Maharaj underlined his point at the annual New Year’s Day worship at St. Augustine. He told hundreds of Hindus at the prayer: “Yes, you may say we have survived, but we have survived in a bogus democracy. Trinidad and Tobago is a bogus democracy.”

The SDMS has control over 250 Hindu temples and schools in the country. There are over 350,000 Hindus out of a population of 1.3 million in this Caribbean nation.

He said: “We see on a daily basis our leaders going to court and coming from court, judges are being threatened, the senior judge in the land, the chief justice, for two years was tormented and almost destroyed.

“The brainpower in this land is moving away and I am saying, ‘yes move out’ as there is a glass ceiling, only the preferred should cross that glass ceiling.”

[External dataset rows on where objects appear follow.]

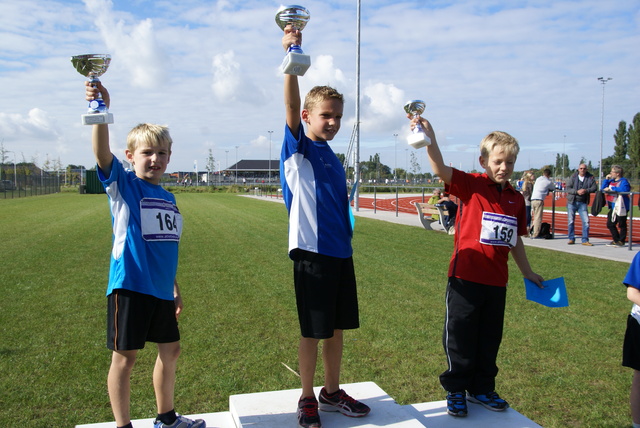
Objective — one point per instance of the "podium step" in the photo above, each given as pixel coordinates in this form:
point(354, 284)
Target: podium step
point(277, 409)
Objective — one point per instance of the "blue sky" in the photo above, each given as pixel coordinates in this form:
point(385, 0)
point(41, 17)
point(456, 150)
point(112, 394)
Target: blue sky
point(209, 70)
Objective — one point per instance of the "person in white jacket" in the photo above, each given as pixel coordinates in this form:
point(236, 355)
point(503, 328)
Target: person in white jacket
point(541, 189)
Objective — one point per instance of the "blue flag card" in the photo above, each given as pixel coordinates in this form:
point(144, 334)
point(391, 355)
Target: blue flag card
point(553, 295)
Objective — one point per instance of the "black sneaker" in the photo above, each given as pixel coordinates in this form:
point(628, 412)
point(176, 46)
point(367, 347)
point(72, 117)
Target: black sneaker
point(341, 402)
point(490, 400)
point(457, 404)
point(308, 413)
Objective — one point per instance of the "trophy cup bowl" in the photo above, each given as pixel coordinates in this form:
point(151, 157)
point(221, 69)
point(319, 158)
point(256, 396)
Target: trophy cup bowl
point(295, 62)
point(92, 66)
point(418, 138)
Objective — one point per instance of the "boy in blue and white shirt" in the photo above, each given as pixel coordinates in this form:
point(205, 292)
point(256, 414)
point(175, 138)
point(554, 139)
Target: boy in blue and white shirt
point(631, 347)
point(143, 296)
point(315, 193)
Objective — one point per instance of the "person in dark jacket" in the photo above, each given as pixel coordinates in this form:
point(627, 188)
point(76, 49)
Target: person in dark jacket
point(579, 188)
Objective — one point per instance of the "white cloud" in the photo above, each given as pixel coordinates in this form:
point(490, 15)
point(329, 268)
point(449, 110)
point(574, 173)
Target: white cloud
point(210, 71)
point(36, 124)
point(133, 45)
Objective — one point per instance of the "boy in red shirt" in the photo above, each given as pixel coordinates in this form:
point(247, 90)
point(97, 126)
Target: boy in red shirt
point(491, 218)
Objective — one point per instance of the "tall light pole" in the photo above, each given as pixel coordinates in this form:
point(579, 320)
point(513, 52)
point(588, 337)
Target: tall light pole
point(226, 159)
point(564, 154)
point(270, 132)
point(604, 82)
point(237, 164)
point(356, 161)
point(395, 157)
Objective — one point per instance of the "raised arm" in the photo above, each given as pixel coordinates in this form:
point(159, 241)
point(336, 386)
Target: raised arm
point(438, 166)
point(100, 133)
point(292, 103)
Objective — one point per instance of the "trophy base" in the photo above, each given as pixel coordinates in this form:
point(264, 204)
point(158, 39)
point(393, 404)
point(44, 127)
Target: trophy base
point(419, 140)
point(97, 118)
point(296, 64)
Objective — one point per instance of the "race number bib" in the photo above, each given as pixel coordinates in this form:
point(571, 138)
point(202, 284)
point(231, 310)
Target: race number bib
point(499, 229)
point(161, 220)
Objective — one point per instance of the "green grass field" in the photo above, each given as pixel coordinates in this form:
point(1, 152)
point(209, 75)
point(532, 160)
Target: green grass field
point(559, 367)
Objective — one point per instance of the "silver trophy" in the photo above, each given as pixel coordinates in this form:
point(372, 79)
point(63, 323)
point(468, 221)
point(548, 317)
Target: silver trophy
point(93, 66)
point(296, 62)
point(418, 138)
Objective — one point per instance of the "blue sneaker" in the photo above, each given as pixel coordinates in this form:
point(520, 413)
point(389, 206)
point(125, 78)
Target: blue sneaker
point(490, 400)
point(181, 422)
point(457, 404)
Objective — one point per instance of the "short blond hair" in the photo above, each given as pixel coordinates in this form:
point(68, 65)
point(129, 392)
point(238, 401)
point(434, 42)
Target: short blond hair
point(499, 139)
point(149, 135)
point(318, 94)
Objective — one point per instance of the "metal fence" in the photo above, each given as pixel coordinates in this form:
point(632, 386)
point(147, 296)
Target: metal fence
point(24, 185)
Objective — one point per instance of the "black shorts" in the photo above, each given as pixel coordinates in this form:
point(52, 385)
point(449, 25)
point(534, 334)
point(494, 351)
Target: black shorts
point(631, 345)
point(135, 318)
point(325, 294)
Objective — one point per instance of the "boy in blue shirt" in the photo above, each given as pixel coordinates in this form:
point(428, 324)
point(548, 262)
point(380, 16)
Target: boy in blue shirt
point(315, 193)
point(631, 347)
point(143, 295)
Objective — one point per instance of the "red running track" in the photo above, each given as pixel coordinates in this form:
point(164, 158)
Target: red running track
point(597, 225)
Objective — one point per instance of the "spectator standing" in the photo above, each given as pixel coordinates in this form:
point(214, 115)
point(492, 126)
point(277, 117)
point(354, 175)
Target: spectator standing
point(631, 344)
point(434, 200)
point(541, 189)
point(579, 188)
point(618, 207)
point(527, 189)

He charged that the biggest hypocrite – in denying the people their freedom and rights – is always the government and the state.

Maharaj said Trinidad had not yet degenerated into open warfare but “we are living in a country where we don’t know who is police and who is thief, this is a fact, this is stark reality”.

He reflected on 2007: “We see the rise in crime. There is more blood flowing on the streets of Trinidad than water through the pipes of WASA (Water and Sewerage Authority).”

“The prohibitive cost of food has now become a problem. We as a nation, we are starving in midst of prosperity, our healthcare is in disarray and as a people we cannot access proper healthcare services.”

“We want 2008 to be the greatest year in the history of Trinidad & Tobago. I call upon on the politicians, involve the people of the country in the administration of the land, this is our land.”

Indians came here in large numbers between 1845 and 1917 from Bihar and Uttar Pradesh to work on the sugar plantations following the abolition of slavery in 1838 and have settled here adding to the national gross domestic product and wealth of this land.